Girl meets boy playing game online. Boy courts girl. Girl falls for boy. Girl meets boy in real life. Girl makes video game based on personal story, and calls it Cibele. In Cibele, you take the role of 19 year-old Nina as she falls in love online. Cibele is a reality game based on a personal story.
Playability: Click to peep
Cibele is not a game. You have access to Nina’s desktop: emails, chats, personal pictures and an online game called Valtameri (Finn?). Nina logs on under the pseudonym Cibele to regularly play and chat with a boy named Ichi. There is no tutorial and hardly any explanation so you’ll spend a good deal of time exploring and getting to know Nina and her friends. Nina flirts online with Ichi through voice conversations. The story becomes fairly predictable as the innuendos are not very refined. The job is done less than an hour after you first loaded the game.
Annoyance: Awkward simulated online multiplayer
Cibele is a personal love story told through bits and pieces of emails, photos, chats, online conversations and the occasional video. There’s nothing particular about the story aside from the fact that it is real and personal. But then again, millions of people presumably live the same story daily, at least in America where the plot takes place. Cibele contains the primitive simulation of an online multiplayer game named Valtameri where the characters meet to bash cyber monsters and fall in love. As a game Valtameri gets close to zero points from the Old Video Gamer, but you’re unfortunately forced to grind through its levels to unfold Cibele’s plot.
Beauty: Getting too personal
Cibele’s strongest points are the real video sequences where the characters truly come to life. But these are by far too sparse. Often times, you’re left to your own devices, clicking here and there in the hope that the story will move ahead more swiftly. Online conversations between Cibele and Ichi are on the dull side and less convincing than the laidback soundtrack.
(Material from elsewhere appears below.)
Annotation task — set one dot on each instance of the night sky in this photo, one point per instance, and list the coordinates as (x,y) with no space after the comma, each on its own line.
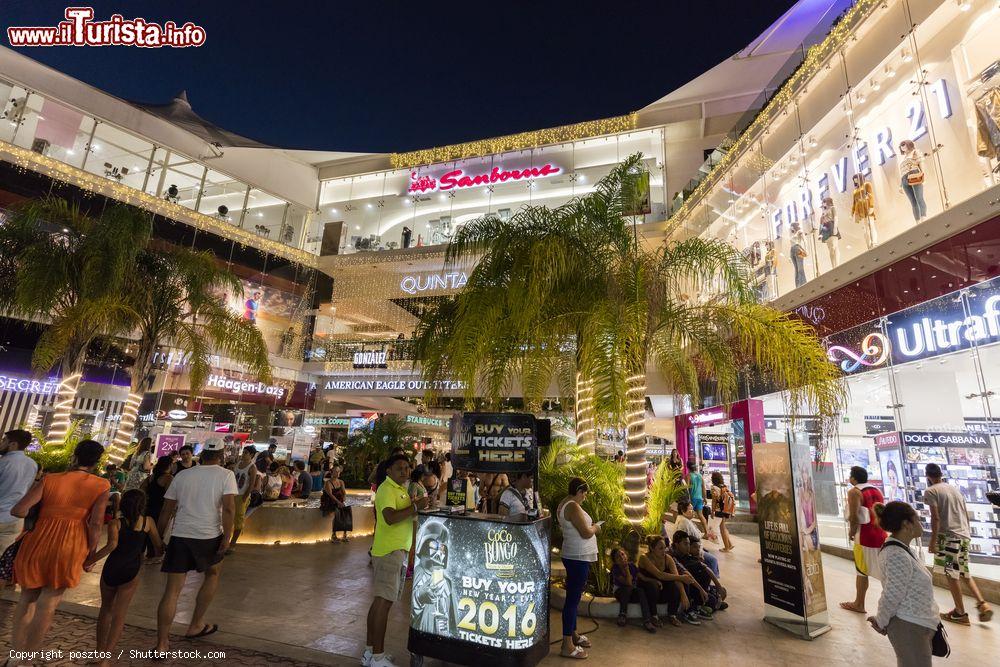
(381,75)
The Old Video Gamer’s Prattle: A small window on American teenage culture 5/10
As a parent, you’ll want to play Cibele. This is maybe what your kids are doing online, playing games, flirting, falling in love, making out, getting crushed and even worse. Where are the good days where you could just meet people face to face? I still remember wooing girls with ice creams, coffees and endless chit chat at cafés and cinemas, rain and shine. But maybe that was in places and cultures where people actually hang out and talk to each other rather than to their phones, pads and screens? Cibele has anthropological value, especially if you are not familiar with American teenage culture. The story is heartfelt but a short film would have been a far better medium than this contrived videogaming experience.